The review can be read here:

A review of The Battle for Sanskrit

2. Next up is the article by Aditi Banerjee in Swarajya magazine. In her article, she not only argues why it is foolish for Indians to be outsourcing the adhikara to interpret our civilizational heritage to people who are not insiders but she also lets us know how rigorous a training one should have to even attempt interpreting our sacred scriptures and treatises. She talks about how this rigour was inculcated in our scholars and how bypassing this rigour can dilute the ability to interpret correctly our shastras and scriptures.

Her article can be read here:

Let's stop funding our enemies

3. Ashay does a throrough deconstruction of Pollock's paper 'Deep Orientalism'. He says that the paper is 'a step-by-step guide to blame India in general & Sanskrit in particular for Nazism'.

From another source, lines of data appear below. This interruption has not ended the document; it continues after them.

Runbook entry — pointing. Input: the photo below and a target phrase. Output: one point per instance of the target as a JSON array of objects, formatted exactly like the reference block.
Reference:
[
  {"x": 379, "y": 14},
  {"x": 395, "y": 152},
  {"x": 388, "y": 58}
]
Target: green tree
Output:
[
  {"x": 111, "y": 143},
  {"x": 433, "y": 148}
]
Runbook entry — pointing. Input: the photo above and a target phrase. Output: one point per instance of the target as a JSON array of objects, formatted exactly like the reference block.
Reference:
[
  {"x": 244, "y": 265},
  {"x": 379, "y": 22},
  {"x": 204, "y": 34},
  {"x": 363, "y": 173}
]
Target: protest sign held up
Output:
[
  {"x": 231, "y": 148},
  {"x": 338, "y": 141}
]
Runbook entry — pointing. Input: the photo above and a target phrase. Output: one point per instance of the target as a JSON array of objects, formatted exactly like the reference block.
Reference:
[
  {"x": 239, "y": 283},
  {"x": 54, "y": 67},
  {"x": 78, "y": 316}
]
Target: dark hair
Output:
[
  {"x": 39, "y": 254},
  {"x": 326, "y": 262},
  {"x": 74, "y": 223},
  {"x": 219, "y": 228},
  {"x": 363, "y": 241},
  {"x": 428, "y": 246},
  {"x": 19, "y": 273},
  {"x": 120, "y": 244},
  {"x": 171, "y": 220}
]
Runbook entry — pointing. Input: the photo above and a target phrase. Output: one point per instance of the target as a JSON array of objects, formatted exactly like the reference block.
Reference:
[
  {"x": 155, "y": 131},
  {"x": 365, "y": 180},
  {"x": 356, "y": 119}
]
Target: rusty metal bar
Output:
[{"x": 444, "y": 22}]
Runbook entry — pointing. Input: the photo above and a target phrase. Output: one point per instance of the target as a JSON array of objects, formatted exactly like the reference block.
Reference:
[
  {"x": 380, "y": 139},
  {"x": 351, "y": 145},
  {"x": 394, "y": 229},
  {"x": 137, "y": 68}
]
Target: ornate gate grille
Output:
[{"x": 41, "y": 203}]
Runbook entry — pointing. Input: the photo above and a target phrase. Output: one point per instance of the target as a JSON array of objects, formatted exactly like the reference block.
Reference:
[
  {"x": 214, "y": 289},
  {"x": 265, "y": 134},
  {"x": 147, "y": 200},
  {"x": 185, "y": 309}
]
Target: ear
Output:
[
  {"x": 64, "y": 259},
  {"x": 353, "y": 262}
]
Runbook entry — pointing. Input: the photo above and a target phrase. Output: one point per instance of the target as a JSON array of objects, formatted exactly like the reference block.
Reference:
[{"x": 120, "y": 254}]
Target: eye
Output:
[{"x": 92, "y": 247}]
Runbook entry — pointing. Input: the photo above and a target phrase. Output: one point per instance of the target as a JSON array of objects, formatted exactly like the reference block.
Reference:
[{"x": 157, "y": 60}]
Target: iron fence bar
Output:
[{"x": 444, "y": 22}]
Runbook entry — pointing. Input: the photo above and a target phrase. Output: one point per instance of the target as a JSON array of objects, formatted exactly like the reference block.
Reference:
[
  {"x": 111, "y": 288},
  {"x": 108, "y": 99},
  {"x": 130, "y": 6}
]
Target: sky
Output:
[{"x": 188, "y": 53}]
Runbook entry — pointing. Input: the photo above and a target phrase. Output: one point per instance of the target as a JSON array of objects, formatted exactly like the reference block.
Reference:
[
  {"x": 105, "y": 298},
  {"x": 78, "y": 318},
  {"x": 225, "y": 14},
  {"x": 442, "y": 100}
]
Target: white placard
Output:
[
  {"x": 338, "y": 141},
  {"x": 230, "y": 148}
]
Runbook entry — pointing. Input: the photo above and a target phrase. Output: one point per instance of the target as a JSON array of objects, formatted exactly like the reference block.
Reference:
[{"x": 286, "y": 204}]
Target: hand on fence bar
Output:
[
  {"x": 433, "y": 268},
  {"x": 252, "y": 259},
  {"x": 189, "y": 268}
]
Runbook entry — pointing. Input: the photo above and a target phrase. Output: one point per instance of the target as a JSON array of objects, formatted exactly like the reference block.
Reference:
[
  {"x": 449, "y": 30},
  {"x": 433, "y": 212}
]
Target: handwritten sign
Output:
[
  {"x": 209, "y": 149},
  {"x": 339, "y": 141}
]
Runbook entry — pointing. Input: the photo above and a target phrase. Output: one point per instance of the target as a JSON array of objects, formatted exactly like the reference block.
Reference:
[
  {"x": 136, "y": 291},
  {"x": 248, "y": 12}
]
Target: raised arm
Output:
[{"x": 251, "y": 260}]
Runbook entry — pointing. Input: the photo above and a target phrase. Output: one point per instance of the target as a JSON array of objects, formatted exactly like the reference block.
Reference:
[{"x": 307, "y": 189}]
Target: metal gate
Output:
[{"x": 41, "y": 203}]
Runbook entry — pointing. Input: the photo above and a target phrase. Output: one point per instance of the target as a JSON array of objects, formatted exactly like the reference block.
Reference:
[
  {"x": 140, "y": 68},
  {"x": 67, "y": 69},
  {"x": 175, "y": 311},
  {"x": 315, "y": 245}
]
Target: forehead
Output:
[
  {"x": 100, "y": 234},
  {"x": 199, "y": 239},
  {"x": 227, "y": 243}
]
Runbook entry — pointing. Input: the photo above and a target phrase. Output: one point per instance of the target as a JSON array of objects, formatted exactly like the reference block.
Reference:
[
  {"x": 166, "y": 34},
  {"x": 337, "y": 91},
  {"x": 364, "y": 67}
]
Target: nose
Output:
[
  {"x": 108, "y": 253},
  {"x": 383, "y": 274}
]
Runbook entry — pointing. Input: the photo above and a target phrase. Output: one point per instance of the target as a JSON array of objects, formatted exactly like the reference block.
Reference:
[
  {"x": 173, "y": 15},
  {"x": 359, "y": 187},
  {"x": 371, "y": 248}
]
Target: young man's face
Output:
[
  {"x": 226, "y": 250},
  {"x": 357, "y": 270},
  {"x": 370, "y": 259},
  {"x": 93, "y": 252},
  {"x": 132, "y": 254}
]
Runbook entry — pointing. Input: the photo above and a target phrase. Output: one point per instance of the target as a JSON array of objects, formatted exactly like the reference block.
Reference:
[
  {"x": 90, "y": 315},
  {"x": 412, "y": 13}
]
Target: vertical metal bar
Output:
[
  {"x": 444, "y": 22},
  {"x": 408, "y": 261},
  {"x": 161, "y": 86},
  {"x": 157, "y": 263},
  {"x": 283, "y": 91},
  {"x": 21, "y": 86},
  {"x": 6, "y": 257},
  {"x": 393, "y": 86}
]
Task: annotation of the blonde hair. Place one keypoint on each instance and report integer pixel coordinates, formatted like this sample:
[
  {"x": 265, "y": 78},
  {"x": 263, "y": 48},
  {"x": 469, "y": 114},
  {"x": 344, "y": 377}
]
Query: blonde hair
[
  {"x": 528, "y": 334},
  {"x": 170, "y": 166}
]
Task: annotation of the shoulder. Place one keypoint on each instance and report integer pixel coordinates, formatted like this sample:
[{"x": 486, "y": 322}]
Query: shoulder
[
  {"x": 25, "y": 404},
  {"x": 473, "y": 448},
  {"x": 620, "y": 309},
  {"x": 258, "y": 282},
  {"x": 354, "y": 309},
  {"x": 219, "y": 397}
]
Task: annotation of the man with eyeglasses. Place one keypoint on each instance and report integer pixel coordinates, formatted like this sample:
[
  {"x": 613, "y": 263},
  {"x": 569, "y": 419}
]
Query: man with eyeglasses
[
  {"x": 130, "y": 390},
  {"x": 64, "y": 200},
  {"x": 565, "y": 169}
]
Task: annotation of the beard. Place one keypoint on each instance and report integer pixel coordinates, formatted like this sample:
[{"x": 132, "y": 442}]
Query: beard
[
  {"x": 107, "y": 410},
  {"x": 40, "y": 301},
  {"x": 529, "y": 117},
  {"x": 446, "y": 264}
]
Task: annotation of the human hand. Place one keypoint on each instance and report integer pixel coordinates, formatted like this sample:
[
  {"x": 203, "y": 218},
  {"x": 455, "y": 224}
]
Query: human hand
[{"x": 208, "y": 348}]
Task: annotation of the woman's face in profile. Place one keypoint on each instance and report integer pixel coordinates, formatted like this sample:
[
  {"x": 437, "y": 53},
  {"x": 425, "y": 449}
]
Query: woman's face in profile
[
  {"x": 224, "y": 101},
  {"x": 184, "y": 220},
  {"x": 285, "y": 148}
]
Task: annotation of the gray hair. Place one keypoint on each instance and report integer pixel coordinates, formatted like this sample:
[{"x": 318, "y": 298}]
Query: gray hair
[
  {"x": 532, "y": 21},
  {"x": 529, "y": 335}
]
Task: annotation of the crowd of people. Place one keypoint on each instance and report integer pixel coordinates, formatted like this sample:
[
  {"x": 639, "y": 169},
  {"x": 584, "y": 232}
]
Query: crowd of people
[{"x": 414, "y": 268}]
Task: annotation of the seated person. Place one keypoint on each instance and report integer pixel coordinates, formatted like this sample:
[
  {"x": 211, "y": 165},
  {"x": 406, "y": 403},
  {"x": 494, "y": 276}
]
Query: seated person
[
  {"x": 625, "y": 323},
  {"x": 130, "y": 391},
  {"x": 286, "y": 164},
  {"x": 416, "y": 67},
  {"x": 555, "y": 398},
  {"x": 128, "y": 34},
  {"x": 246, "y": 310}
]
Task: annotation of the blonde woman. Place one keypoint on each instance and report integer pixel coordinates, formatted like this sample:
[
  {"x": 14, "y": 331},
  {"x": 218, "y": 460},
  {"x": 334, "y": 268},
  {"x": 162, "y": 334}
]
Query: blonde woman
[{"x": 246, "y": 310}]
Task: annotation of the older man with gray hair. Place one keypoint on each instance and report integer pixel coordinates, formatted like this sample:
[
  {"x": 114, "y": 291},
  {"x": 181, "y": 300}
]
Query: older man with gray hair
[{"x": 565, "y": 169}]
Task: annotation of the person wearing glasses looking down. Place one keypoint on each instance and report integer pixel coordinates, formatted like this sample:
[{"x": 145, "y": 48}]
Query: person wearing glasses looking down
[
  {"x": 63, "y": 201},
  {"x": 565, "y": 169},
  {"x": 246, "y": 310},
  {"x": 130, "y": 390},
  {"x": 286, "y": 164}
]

He says that 'The outline is as follows:
Step 1: Trans-historicize the idea of Orientalism
Step 2: Show that “Orientalist” German Indology contributed to Nazism
Step 3: Show existence of pre-colonial “Orientalism” in Sanskrit thought
Step 4: Show that British Indology was a continuity of pre-colonial “Orientalism”
Step 5: Show Nazism is continuity of Sanskrit thought'

You can read the article here:

The shallowness of Pollock's 'Deep Orientalism'

4. Sejuti Banerjea does an excellent job of refuting Rohan Murty's statements in his article in the Times of India. The article is titled 'The classics belong to the world and no one has exclusive rights'.
In her rebuttal, Sejuti picks up statements made by Rohan Murty in his article and points out the fallacies inherent in them.

She has blogged at:

What Rohan Murty's comment really says

5. Kaushik Gangopadhyay draws a parallel between American progressives at the time when slavery was a practice in America and now as scholars learning India. He contrasts two people Frederick Olmsted from the times when slavery was practised and Sheldon Pollock as a scholar studying India. He draws eerie parallels in their methodology and shows how it can be catastrophic for India to let Sheldon Pollock have his way unchallenged.